I tap my finger on the bedside table to try to calm myself.

One. Two. Three.

I hate being in this room alone. There is nothing to distract me. I pace back and forth in hopes of calming myself down.

Did I sleep enough today? How much did I even sleep? Am I tired? I feel light headed. Oh no, am I sick? I could be. Did I eat enough yesterday?

The blinds on the windows are allowed to be only slightly opened. I peak outside and am met with the same image as yesterday, and the day before and the day before that. A metal fence surrounds the facility, then there are the woods. After the woods; there is freedom.

It has been 4 years since I was shoved in here and haven't stepped foot past the metal gate since. I remember thinking when I first got here that it would only be a matter of time before I went back home.

Have my parents missed me during the four years? I wonder if they've missed me? No, stop it, you know they haven't! What about him?

My room is just like everyone else's on the second floor. Everything is white; the walls, the small bed and the sheets on it, the squeaky wooden chair with the small table. I'm not provided with a clock or anything to track time. Dr. Gilbert says that I'll obsess over it if I had a clock. Now I can only tell that time has passed from my meals and the sunlight.

My throat is getting dry and my hands sweaty as I rub them together. The lock on the metal door moves and a security guard opens it.

"Felix, it's time for your appointment." He says in a stern and cold voice. I nod and get up from my bed. I count to three before starting to walk.

I feel a little light headed. I don't feel good.

I make sure to step out with my left foot and off we go to the office. Each floor has its designated therapist. I've met the first floor's doctor once and she seemed nice, however it was only a one time thing, not to mention that she didn't really like me. As for the one on the third floor, they change them so often I haven't bothered to keep track. They usually quit after a couple of months and after, most of them need to go to a therapist themselves. I don't blame them though, our lives can be too much to digest sometimes, even for us.

I don't know if I feel alright. Do I feel alright? I feel alright, I'm just nervous, yes I'm sure that's what it is.

The hallway has white bare walls and no windows. There is some glue residue on one place where they tried to put a poster of a smiley face with 'Everything will get better!' written on it. If I recall correctly, it was up for about three hours until it was shredded to pieces. The destruction of that ugly thing was a collective work between every patient on the second floor and that was the first and last time we all did something together that didn't involve somebody getting injured.

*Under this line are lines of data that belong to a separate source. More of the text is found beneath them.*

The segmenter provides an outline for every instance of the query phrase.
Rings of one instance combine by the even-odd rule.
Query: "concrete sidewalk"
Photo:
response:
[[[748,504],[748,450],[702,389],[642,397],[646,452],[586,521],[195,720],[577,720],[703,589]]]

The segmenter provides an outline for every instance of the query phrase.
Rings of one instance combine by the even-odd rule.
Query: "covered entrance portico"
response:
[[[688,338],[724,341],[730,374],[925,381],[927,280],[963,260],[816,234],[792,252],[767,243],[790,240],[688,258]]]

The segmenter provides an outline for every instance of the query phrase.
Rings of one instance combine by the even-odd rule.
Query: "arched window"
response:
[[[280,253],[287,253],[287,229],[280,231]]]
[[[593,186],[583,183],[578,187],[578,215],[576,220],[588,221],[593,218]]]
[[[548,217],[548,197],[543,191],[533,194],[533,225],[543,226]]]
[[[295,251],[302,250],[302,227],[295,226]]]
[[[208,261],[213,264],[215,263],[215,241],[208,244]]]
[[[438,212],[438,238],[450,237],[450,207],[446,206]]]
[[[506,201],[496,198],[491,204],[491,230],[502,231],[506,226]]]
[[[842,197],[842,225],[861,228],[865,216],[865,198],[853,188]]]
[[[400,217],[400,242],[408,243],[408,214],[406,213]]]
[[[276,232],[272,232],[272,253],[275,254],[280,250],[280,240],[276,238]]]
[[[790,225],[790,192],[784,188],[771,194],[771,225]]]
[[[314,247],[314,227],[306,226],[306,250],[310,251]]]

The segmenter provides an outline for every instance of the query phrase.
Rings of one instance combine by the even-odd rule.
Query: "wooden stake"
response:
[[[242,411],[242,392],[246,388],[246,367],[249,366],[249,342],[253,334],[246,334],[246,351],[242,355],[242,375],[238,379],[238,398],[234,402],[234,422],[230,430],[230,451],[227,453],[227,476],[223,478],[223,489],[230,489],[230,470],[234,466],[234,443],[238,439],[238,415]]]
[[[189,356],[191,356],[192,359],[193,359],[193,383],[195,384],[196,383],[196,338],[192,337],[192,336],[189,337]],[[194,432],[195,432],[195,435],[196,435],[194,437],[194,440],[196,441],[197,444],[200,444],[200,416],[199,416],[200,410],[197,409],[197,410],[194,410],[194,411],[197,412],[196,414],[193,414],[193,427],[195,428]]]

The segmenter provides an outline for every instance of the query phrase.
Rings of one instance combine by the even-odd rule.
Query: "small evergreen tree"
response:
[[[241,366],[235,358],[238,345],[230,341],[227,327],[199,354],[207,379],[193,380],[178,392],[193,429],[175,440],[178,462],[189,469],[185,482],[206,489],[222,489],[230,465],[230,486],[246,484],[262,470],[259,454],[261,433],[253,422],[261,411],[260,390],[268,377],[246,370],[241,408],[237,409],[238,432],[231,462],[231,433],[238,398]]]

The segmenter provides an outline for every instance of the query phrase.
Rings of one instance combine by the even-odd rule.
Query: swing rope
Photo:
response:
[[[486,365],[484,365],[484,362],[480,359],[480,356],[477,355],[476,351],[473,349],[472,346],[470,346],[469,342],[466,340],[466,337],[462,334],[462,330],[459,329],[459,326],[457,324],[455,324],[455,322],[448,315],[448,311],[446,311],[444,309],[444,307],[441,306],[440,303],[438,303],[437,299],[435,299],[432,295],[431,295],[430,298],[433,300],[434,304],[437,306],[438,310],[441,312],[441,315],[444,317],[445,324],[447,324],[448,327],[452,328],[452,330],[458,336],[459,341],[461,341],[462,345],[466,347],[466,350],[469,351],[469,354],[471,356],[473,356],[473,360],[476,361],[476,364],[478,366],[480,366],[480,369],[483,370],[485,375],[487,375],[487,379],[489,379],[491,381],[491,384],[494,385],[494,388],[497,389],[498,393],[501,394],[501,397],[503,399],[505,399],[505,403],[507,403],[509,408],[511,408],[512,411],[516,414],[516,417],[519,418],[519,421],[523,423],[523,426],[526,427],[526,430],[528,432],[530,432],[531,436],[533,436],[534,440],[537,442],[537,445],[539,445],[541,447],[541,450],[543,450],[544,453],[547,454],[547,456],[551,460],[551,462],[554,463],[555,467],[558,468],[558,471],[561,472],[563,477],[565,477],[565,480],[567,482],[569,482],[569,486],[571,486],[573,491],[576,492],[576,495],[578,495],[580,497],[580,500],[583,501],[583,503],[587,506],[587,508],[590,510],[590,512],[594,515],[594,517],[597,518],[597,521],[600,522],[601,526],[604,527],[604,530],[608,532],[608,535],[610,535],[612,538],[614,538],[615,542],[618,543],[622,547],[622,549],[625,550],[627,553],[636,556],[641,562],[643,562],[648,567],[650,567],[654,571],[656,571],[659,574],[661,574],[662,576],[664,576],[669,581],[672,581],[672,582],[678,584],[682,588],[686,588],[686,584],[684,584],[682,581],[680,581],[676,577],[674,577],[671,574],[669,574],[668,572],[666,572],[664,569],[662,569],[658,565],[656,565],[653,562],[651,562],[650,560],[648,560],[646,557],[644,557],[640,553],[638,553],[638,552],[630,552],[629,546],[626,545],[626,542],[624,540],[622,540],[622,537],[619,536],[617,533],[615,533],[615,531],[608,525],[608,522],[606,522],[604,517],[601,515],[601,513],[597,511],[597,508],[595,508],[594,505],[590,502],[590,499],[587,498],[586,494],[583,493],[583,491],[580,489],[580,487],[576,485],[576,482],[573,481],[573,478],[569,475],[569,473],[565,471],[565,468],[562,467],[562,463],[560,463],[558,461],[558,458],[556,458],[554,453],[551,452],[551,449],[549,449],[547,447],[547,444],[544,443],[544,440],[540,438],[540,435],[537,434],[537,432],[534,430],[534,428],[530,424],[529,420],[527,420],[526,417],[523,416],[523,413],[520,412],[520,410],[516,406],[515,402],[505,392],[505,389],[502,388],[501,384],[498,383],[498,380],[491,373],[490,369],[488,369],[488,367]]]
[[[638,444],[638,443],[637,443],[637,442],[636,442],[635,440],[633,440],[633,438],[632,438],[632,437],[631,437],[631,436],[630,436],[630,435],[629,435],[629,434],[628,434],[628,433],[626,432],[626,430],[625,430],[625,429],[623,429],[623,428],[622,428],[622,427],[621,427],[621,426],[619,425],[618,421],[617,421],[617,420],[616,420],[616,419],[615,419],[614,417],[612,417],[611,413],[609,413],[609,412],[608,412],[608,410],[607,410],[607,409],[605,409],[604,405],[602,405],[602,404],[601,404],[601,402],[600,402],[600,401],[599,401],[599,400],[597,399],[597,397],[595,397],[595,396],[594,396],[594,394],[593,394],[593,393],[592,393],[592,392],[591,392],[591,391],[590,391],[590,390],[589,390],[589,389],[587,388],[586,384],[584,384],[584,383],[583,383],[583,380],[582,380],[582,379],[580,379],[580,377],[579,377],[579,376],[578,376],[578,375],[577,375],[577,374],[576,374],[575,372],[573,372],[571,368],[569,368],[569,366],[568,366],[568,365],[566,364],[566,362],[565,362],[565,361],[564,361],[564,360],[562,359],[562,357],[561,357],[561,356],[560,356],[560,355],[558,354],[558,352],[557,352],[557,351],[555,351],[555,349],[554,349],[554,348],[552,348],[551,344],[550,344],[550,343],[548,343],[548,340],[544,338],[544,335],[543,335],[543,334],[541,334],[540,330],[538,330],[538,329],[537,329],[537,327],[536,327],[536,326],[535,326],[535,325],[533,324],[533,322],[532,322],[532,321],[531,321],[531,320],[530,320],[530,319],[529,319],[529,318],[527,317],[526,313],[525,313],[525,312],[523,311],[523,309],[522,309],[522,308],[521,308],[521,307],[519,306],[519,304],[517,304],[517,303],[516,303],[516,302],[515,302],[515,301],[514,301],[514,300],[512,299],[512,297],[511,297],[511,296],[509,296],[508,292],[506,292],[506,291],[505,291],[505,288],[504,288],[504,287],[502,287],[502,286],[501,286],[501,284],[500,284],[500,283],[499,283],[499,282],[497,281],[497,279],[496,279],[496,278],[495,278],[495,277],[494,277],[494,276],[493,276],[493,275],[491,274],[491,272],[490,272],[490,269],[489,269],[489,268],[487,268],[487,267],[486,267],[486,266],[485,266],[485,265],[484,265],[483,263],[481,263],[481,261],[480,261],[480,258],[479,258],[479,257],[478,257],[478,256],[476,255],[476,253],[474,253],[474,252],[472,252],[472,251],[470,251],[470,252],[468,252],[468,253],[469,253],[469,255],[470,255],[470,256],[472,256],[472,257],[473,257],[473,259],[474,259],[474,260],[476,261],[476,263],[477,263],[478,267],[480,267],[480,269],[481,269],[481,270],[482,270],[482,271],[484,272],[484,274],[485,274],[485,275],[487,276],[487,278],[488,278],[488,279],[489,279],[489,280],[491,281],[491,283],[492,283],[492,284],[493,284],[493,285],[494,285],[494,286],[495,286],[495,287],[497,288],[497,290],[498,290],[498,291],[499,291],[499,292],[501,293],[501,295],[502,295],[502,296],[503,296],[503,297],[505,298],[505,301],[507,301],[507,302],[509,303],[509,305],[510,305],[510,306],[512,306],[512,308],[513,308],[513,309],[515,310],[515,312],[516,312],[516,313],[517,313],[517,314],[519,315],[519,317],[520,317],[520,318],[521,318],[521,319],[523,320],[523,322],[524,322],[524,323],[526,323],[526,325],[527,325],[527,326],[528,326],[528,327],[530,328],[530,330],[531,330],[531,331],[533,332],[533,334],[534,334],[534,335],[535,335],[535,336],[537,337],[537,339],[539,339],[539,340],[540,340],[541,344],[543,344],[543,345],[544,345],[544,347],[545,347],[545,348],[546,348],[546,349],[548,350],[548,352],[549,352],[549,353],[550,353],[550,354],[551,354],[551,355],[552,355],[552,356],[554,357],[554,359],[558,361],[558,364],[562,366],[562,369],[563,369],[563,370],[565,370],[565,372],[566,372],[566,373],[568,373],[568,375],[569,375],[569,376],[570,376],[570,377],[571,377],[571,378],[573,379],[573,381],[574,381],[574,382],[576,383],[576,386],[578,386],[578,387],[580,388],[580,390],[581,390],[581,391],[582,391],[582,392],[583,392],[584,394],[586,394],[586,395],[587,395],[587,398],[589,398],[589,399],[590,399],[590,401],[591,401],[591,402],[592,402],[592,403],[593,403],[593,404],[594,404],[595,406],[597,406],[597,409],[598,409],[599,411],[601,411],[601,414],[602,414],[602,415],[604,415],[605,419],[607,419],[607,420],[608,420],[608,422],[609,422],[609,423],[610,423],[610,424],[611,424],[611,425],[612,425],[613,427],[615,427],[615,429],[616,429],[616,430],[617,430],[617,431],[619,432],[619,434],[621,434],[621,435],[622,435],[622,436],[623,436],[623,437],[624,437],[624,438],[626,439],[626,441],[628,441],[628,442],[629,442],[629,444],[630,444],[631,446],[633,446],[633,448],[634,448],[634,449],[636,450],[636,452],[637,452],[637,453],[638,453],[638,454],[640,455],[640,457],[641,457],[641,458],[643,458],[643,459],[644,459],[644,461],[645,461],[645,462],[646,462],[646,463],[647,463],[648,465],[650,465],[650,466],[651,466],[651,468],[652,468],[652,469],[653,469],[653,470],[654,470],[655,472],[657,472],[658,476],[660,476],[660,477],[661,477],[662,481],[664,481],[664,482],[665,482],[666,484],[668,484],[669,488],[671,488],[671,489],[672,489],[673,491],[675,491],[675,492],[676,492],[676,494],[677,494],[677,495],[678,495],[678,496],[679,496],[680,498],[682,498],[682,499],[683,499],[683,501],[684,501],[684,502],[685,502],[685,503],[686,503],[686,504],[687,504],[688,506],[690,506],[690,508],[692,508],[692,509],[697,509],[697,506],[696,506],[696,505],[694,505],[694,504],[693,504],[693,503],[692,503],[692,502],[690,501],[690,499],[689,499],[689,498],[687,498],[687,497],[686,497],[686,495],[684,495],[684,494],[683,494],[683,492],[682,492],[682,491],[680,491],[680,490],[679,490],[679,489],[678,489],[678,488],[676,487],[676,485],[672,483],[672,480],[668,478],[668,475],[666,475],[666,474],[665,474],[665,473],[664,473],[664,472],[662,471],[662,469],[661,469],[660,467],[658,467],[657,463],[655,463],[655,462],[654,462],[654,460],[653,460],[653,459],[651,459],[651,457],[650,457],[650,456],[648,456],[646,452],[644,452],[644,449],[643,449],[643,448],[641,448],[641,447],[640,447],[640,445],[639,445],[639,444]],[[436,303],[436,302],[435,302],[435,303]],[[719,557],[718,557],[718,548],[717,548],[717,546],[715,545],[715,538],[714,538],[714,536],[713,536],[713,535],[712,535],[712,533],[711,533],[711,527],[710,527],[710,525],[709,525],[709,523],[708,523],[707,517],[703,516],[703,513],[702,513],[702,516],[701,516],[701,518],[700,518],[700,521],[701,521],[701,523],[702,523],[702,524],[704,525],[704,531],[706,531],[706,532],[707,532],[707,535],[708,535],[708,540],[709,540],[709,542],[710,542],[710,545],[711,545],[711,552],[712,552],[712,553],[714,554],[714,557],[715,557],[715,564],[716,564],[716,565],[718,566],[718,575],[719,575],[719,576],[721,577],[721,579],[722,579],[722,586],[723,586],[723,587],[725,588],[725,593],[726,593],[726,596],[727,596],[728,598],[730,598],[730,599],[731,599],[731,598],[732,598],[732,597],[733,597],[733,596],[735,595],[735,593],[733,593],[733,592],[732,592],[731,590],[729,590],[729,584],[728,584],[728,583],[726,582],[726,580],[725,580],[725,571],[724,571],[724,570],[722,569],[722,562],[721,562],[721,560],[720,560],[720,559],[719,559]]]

There is one thing that always stays up; a giant photo frame in the middle of the hallway. It's a portrait of Charles Ainsworth. He is the founder of this hospital. 'A place where the people that don't belong in our society should be put', that's what he would call this place. It's not as if we haven't tried to get it down, just the staff puts it up every time we try anything.

What was he thinking when he built this place? Was he a good person? Maybe. What?! No, he wasn't! How could he have been?!

I slow my pace at the portrait, but the guard pushed me forward forcefully. I fall on the polished floor. I fall on my already bruised knees. It was about time some new ones were added, since most of them have started to get yellow and fade away.